I hate eating at other people’s houses for the first time because I’m afraid that the food will be put on the table without a serving fork, and then it will be a free for all with everyone using their own forks to serve themselves. That’s fine when all the forks are clean, but not so cool once they have been used to eat. If that’s what you want to do at home with your family, that’s fine. Please have serving utensils available when there are guests. Thank you.

In the same vein, it grosses me out to see a bunch of people all eating out of one communal bowl. I was just watching an episode of Bizarre Foods where the host was in Ethiopia and lunch was something that looked like diarrhea on tortillas and they were all eating from the same platter. It didn’t help that he described some of the food as “rank” and difficult to eat because it tasted like it had been out in the sun for a couple of days.

Sharing the cup of communion wine always kind of wigged me out.

Yes. Yes. A thousand times, yes.

At least it’s fresh…

Amen! That may be the Blood of Christ but I don’t want to drink it after Drooler McMouthbreather just took a sip thank-you-very-much!

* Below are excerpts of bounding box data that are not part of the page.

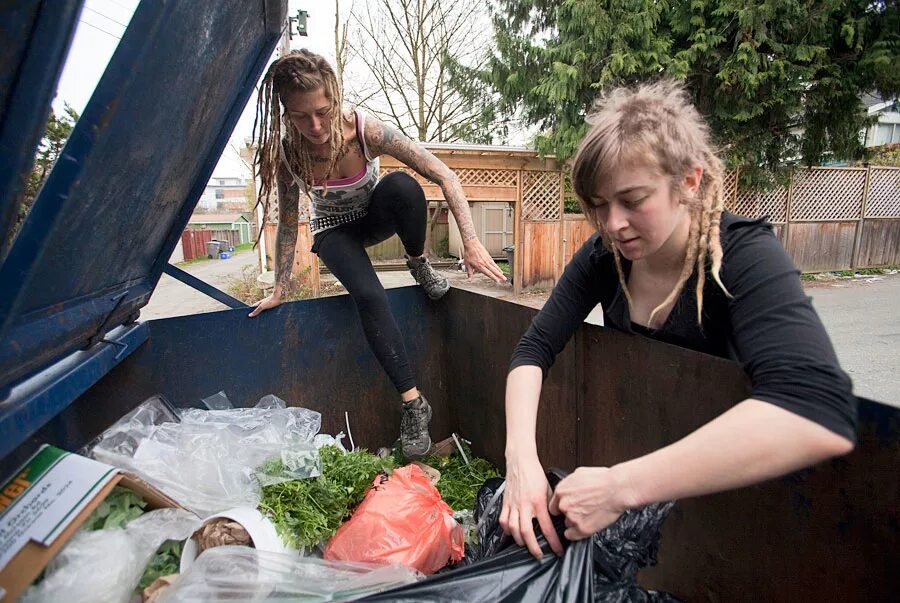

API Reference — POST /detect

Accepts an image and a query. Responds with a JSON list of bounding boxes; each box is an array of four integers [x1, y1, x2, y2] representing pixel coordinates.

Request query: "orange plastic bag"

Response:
[[325, 465, 464, 575]]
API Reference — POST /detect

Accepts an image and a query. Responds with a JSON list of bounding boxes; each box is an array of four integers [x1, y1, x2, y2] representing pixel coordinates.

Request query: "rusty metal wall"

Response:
[[0, 288, 900, 601], [442, 291, 900, 601]]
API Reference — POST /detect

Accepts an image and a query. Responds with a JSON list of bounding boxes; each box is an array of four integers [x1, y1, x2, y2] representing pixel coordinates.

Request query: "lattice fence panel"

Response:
[[866, 168, 900, 218], [731, 184, 787, 224], [722, 170, 740, 213], [453, 168, 516, 187], [381, 167, 516, 187], [522, 170, 562, 221], [791, 168, 866, 222]]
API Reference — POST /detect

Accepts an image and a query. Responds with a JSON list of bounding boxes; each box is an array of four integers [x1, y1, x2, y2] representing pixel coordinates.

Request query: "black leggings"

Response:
[[312, 172, 428, 393]]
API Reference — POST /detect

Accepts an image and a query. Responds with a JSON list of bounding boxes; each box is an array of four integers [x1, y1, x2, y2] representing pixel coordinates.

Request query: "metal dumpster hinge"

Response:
[[85, 289, 128, 346]]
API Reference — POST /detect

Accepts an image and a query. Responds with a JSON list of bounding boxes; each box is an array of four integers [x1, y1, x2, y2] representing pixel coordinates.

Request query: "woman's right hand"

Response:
[[249, 293, 284, 318], [500, 456, 563, 559]]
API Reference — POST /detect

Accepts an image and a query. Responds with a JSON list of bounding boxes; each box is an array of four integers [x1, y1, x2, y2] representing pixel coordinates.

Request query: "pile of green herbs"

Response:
[[83, 486, 183, 590], [422, 441, 500, 511], [259, 446, 395, 549]]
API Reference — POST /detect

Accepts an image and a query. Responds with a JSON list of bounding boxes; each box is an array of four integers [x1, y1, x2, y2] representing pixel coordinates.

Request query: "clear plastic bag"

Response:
[[80, 396, 181, 458], [159, 546, 421, 603], [90, 396, 321, 517], [21, 509, 200, 603]]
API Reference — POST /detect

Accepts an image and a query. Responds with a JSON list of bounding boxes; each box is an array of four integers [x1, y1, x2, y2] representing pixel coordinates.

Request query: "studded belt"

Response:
[[309, 209, 369, 230]]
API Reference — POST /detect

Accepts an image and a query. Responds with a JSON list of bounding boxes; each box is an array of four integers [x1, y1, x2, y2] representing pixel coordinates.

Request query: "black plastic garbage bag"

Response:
[[364, 472, 678, 603]]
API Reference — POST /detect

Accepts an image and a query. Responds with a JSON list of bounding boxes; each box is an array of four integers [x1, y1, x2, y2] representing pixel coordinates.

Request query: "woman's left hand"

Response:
[[550, 467, 634, 540], [465, 238, 506, 283]]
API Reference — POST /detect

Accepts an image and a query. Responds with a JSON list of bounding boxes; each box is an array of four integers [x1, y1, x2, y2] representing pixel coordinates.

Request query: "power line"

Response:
[[78, 19, 122, 40], [84, 6, 128, 27], [109, 0, 135, 12]]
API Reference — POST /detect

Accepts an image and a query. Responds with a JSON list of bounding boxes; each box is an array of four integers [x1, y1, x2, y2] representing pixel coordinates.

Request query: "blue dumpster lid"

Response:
[[0, 0, 287, 392], [0, 0, 81, 258]]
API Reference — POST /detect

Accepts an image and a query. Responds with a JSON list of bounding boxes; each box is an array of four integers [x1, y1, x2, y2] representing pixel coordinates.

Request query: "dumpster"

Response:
[[0, 0, 900, 601]]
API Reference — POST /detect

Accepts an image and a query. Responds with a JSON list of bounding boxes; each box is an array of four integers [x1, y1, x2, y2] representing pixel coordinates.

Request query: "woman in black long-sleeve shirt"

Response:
[[500, 82, 856, 556]]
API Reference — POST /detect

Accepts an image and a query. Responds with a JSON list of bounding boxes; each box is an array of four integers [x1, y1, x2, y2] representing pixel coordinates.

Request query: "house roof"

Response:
[[188, 214, 249, 224]]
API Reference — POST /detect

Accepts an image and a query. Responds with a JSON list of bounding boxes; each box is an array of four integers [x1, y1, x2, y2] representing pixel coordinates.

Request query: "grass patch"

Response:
[[800, 266, 900, 281]]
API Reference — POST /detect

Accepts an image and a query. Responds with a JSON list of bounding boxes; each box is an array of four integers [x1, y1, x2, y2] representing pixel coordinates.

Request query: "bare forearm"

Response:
[[274, 173, 299, 297], [437, 171, 477, 243], [612, 399, 853, 506], [365, 120, 477, 242], [506, 366, 543, 462]]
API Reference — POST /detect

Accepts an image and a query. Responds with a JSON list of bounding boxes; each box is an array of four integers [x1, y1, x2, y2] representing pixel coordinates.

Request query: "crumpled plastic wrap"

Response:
[[90, 395, 321, 517], [159, 546, 421, 603], [20, 509, 200, 603]]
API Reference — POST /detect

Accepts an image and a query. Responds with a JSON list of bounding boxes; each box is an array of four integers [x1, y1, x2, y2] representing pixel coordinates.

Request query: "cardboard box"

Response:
[[0, 445, 179, 603]]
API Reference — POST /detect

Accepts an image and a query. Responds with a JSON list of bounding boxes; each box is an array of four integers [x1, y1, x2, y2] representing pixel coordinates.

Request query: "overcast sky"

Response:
[[53, 0, 342, 177]]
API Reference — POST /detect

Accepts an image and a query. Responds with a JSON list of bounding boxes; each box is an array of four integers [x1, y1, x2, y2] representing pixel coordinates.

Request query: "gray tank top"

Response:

The drink made by some (IIRC) Amazon tribe that’s made by chewing up some kind of plant material and spitting it into a pot always struck me as particularly foul. Maybe the fermenting kills the germs but it’s still a big cup of spit. Yech.

(delete duplicate - Rico)

metzitzah b’peh would be high on my list. Following circumcision, some* mohels clean the wound by sucking the blood from it. “Ick” factors aside, it’s likely that some infants contracted herpes in this manner.

*Emphasis on some - very, very few practitioners do this.

Short of coprophagia, which isn’t a custom but generally a paraphilia, I agree that “blood brothers” rituals which involve open wounds being pressed together is about as dangerous, from a disease transmission standpoint, as it gets.

Consumption of nerve tissue and brains is up there, though, especially when cannibalistic (humans eating other human’s brains). Prion diseases are nasty!

The ancient Greek habit of storing money in one’s mouth.